[Linux-cluster] Interfacing csnap to cluster stack

Sat Oct 9 00:44:44 UTC 2004

On Friday 08 October 2004 18:30, Daniel McNeil wrote:
> The csnap server is the best one to know what is best.

It's not running, how can it know?  You probably meant, the csnap agent 
(running in user space on every cluster node).  Then I'd say, how can 
it know by looking only at itself?  (Similar to looking in the mirror 
at yourself and thinking "I'm da man!"  In the real world, it's 
normally other people who decide you're the man, and give you 
responsibilities.)

> See my previous posting on using 2 dlm locks to allow
> different priorities.  A directly connected node will
> be selected if there is one, otherwise one of the "other"
> nodes will be selected.  The csnap server can just do
> the right thing.

Sorry for not responsding to that.  Speed of connection is only one 
metric.  What about the speed and memory capacity of the node itself?  
What about the current workload of the node?  And what about comparing 
these things to other nodes?

> > > (3) Don't use the cluster-lock model.  It has its shortcomings. 
> > > Its strengths are in its simplicity; not its flexibility.
>
> Actually, the DLM can be used in simple ways or very complex
> ways.  It is very flexible.  It does have a different programming
> model that takes time to get use to.

As soon as you start using it in a complex way, you probably should have 
spent your time building the thing you're trying to approximate with 
the dlm.  You'll end up with what you really want, with the same amount 
of effort, or less because you won't spend a lot of time trying to make 
it be something it isn't.

If you find a need for global locking in your design, go ahead and use 
the dlm for it, but don't try to turn the dlm into a resource manager, 
it simply isn't.

Why is it that the hammer/nail effect gets so strong in the vicinity of 
a dlm?

> > Yes, that's the one.  We need real resource management, even if it
> > initially just consists of an administrator setting up config
> > files. Something has to read those config files[1] and respond to
> > server instance requests from csnap agents accordingly.
> >
> > [1] At cluster bring-up time.  The resource manager has to be able
> > to operate without reading files during failover.
>
> IMHO, a resource manager is NOT the right way to do this:
>
> - cluster services should avoid config files if at all possible.
>    If they are are not set up right, the whole cluster can get
>    messed up.  If the cluster changes, the config files might
>    need to change.  The config files will be your single point
>    of failure.  From previous experience, cluster configuration
>    is one of the biggest sources of cluster failure, and you
>    won't know it until a failure -- the worst possible time.

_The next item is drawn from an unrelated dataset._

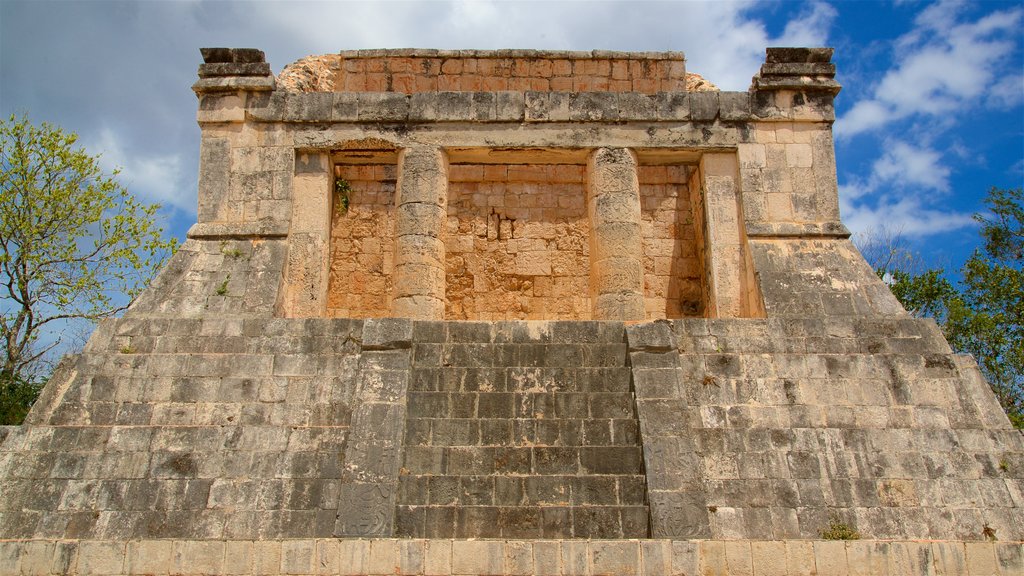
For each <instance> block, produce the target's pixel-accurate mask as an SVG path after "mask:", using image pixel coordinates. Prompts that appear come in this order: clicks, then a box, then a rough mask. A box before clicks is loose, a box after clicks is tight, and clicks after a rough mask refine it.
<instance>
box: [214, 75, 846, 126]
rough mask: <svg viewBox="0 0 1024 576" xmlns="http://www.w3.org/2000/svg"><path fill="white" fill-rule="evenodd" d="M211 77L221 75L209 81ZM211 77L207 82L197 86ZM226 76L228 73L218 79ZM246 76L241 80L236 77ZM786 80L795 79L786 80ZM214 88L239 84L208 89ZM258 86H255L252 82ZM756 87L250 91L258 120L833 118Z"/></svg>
mask: <svg viewBox="0 0 1024 576" xmlns="http://www.w3.org/2000/svg"><path fill="white" fill-rule="evenodd" d="M208 80H209V81H212V80H218V79H213V78H211V79H208ZM208 80H201V81H200V82H199V83H197V86H198V85H199V84H201V83H203V82H207V81H208ZM219 80H223V79H219ZM231 80H232V81H240V80H242V79H237V78H236V79H231ZM786 81H787V82H788V81H790V80H788V79H786ZM213 89H222V90H226V89H237V88H227V87H219V88H204V90H205V91H209V90H213ZM249 89H255V88H249ZM762 99H764V98H760V99H759V98H754V97H752V94H751V93H750V92H657V93H653V94H640V93H633V92H555V91H551V92H542V91H532V90H526V91H515V90H512V91H509V90H505V91H493V92H488V91H482V92H466V91H438V92H418V93H415V94H403V93H400V92H283V91H280V90H279V91H274V92H272V93H264V94H260V95H257V96H251V97H250V98H249V99H248V100H247V102H246V117H247V119H248V120H251V121H254V122H296V123H305V122H312V123H327V122H333V123H352V122H356V123H359V122H373V123H380V122H399V123H406V122H409V123H436V122H472V123H486V122H527V123H541V122H586V123H594V122H607V123H614V124H621V123H623V122H685V121H694V122H715V121H722V122H746V121H755V120H771V119H783V120H806V121H831V120H833V119H834V115H835V113H834V111H833V109H831V107H830V106H831V102H830V100H827V101H820V102H818V101H817V100H814V101H808V100H806V99H799V100H796V101H794V102H790V104H783V102H780V101H779V102H776V100H775V99H774V98H769V99H768V100H765V101H761V100H762Z"/></svg>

Then the configuration file should let you configure only what needs to 
be configuring.  Anyway, what do config files have to do with needing 
or not needing a resource manager?

> - It makes a low-level function dependent on a higher-level
>    function.  As you say above, the resource manager has to
>    operate very carefully to avoid dead locking.  This is
>    asking for trouble.

Then what we want is a good, low-level resource manager.  Let people 
interface to it and script themselves into oblivion, err, nirvana, but 
make the low level thing very simple and easy to audit.

Regards,

Daniel